Of the 482 cities in California, only 89 allow recreational marijuana sales. That’s just 20 percent, and the varying taxes in those areas can drive the cost of legal purchases up by 45 percent according to the Times, which compared that to Oregon—a state with a 20 percent cap on marijuana taxes. Oregon has a tenth of the population of California but has more legalized shops—601 to be exact.
Earlier this year, Assemblyman Rob Bonta (D-Alameda) tried to push for a temporary reduction in California pot taxes in an effort to allow the growing industry to get on its feet, but the measure failed.
Bonta told the Times that he may revisit the taxation issue in 2019 and is exploring the idea of having the state do more to get cities to approve businesses, possibly by providing advisory guidelines for local legalization that address cities’ concerns.
“It’s a work in progress,” Bonta said of the current regulatory system. “We knew we weren’t going to get it exactly right on Day 1, and so we’re always looking for ways to achieve the original intentions and goal.”
Bonta, who co-wrote a bill this year that would have created a state-sanctioned bank to handle money from pot sellers, also addressed the banking issues that those in the marijuana industry face.
“Banking continues to be an issue in terms of creating a real public safety problem with significant amounts of cash being moved for transactions,” he said.
In the meantime, others continue to remain optimistic about the future of the legalized cannabis industry in California.
The state is working on a proposal that will allow home delivery of marijuana throughout the state—even in cities that currently ban recreational marijuana shops. The new rule was created by Lori Ajax, chief of the state Bureau of Cannabis Control, and it is expected to be implemented in January, despite fierce opposition from law enforcement.

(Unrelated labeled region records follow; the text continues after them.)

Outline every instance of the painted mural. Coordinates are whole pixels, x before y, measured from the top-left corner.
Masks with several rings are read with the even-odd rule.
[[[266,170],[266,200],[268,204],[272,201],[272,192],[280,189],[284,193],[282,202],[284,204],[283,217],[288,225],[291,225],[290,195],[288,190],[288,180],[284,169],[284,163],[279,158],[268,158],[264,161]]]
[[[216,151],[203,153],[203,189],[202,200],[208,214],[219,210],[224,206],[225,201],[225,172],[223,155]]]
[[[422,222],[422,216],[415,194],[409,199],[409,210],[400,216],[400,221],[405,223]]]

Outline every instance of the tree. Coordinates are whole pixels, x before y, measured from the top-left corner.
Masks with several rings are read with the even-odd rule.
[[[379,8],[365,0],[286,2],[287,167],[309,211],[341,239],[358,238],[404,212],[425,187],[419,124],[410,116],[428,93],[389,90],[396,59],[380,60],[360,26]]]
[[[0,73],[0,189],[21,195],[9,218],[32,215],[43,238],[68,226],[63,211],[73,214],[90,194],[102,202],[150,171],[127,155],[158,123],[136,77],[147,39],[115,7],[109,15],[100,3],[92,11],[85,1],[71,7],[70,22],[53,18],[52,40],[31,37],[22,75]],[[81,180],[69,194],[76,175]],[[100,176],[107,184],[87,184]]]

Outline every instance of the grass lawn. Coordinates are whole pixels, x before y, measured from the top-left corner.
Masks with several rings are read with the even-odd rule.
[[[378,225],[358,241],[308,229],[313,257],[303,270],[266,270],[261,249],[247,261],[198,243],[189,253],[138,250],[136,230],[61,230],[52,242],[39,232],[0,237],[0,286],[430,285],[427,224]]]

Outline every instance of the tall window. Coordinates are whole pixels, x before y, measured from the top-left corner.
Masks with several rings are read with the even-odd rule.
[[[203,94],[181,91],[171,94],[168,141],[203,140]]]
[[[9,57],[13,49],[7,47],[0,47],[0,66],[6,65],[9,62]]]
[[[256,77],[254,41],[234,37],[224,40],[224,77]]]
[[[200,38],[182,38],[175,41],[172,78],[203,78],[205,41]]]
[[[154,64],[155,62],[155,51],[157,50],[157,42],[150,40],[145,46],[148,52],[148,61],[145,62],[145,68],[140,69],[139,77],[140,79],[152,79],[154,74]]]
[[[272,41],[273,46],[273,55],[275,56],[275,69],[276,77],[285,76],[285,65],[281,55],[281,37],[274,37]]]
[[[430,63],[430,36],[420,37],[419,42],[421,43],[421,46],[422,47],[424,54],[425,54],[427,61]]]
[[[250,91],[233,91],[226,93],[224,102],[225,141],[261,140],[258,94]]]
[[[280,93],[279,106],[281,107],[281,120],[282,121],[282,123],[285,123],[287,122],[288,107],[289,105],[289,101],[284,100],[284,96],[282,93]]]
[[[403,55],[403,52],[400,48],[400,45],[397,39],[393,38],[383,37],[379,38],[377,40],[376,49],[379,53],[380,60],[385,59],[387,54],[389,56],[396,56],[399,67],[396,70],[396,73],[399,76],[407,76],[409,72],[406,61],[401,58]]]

In weed-friendly West Hollywood—the first city to actually have opened recreational marijuana shops on Jan. 2, 2018 when the law went into effect—the local government has approved a number of cannabis cafes and consumption lounges.
West Hollywood Community Affairs Manager John Leonard told ABC7: “DJs, rooftop lounges, where you can take in the view of West Hollywood but also restaurants where you can order virgin food and then you can have CBD or THC sauce infused on the top of it.”
The city has approved 40 cannabis licenses, 16 of which allow for on-site consumption of weed—which means you can blaze up right after you purchase if you so desire.
“We’ll see it all integrate together. You’ll have a cannabis lounge next to a bar, next to a hotel, next to a high-class restaurant… You can be between all of them and enjoy your time in West Hollywood,” Leonard said.
Basically, West Hollywood is about to be Hamsterdam.
State weed czar Ajax is also optimistic, telling the Times that her agency has had a productive first year.
“I am optimistic about the coming year, where our focus will be primarily on getting more businesses licensed and increasing enforcement efforts on the illegal market,” Ajax said.